How long will it take students to realize they can volunteer information about their race-based hardship or find proxies for it, especially when the institutional descriptions of the process are built around the watchword “equity”? If the alumni interviewer pool is sufficiently ideologically homogeneous—and, infamously, the Harvardians tend toward extreme ideological homogeneity—and bought into theories of structural racism, won’t it tend to produce race-conscious outcomes irrespective of the institution’s promptings? Short of a Civil Rights Commission–style enforcement body, how can the non-consideration of race, especially via proxy, be enforced?

The first answer is more lawsuits. “All universities, as well as post-graduate professional schools, are at risk of being sued if they violate the law,” SFFA’s Blum commented to TAC via email. “In some cases, college administrators may be sued in their professional and, importantly, their personal capacities.”

Blum intends to be the one doing the suing. “SFFA has expanded its mission to encompass the role of college admissions ‘watchdog,’” he commented. “We are monitoring dozens of schools for possible violations of the letter and spirit of the Supreme Court’s ruling forbidding the use of race as a factor in admissions.”

He seems likely to be busy. 

Harvard and Yale have both claimed to comply with the law by making changes to the ways their admissions officers can see applications, specifically by hiding demographic checkbox information from them in their applicant databases. As shown, other avenues remain. Following the SFFA v. Harvard ruling, the university’s then-president, Larry Bacow, issued a letter to Harvard affiliates:

We write today to reaffirm the fundamental principle that deep and transformative teaching, learning, and research depend upon a community comprising people of many backgrounds, perspectives, and lived experiences…

For almost a decade, Harvard has vigorously defended an admissions system that, as two federal courts ruled, fully complied with longstanding precedent. In the weeks and months ahead, drawing on the talent and expertise of our Harvard community, we will determine how to preserve, consistent with the Court’s new precedent, our essential values.

The heart of our extraordinary institution is its people. Harvard will continue to be a vibrant community whose members come from all walks of life, all over the world.

With this sort of institutional stance, it seems unlikely that Harvard and its peer institutions will end race-conscious admissions short of a state-ordered end to “whole-person” admissions. Would a hypothetical subsequent court ruling force schools to explicitly disqualify application materials referring to the applicant’s race? What about reference by implication? And so on. If the institutions refuse to give up on their current preferred ideological priors, it is difficult to imagine the process being reformed to color-blindness short of destroying it. It is also difficult to imagine the state intervening in such a decisive and intrusive way.

Yet Sen. J.D. Vance of Ohio and Rep. Jim Banks of Indiana are calling for such intervention.
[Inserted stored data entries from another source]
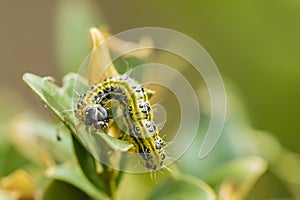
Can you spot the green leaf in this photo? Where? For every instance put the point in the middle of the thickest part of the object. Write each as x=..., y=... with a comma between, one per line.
x=60, y=190
x=74, y=176
x=59, y=100
x=186, y=188
x=45, y=148
x=115, y=144
x=88, y=165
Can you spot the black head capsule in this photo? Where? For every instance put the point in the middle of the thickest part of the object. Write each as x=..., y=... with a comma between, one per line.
x=96, y=116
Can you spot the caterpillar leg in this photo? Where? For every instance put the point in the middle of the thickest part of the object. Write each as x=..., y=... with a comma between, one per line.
x=78, y=127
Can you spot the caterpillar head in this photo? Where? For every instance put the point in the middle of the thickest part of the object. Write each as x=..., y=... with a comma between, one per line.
x=92, y=115
x=97, y=116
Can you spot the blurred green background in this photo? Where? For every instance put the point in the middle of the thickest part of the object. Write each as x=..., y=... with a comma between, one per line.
x=255, y=45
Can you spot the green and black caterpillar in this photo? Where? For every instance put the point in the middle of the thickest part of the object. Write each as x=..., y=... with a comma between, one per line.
x=93, y=108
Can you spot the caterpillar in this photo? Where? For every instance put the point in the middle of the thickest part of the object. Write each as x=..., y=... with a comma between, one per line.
x=93, y=108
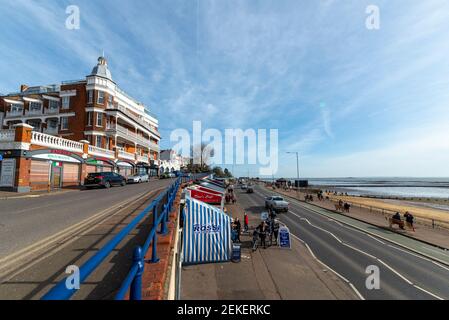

The College Admissions Accountability Act would establish an inspector general’s office within the Department of Education to oversee college admissions. Institutions violating the provisions of SFFA v. Harvard would lose federal funding; while this is a stick for state and lesser private institutions, Harvard refused to take federal funding for decades because the university would not host ROTC on campus. It is not difficult to imagine Harvard foregoing it again to rely on its own $50.9 billion endowment.

Suppose it could be done—the dream of race-blind admissions achieved. What upheavals would accompany the end of the current admissions system? The reallocation of power rarely occurs without them. Who can predict whether the ructions will be worth the rewards? The post-1969 era may not have always been just, but it has usually been peaceful.

Yet this all accepts the premise that college is about power. Maybe there shouldn’t be a single way to ascend the greasy pole of politics in American life. Bending the colleges to the dictates of impartial justice is difficult, if worthy. Perhaps the better aim is to make them irrelevant.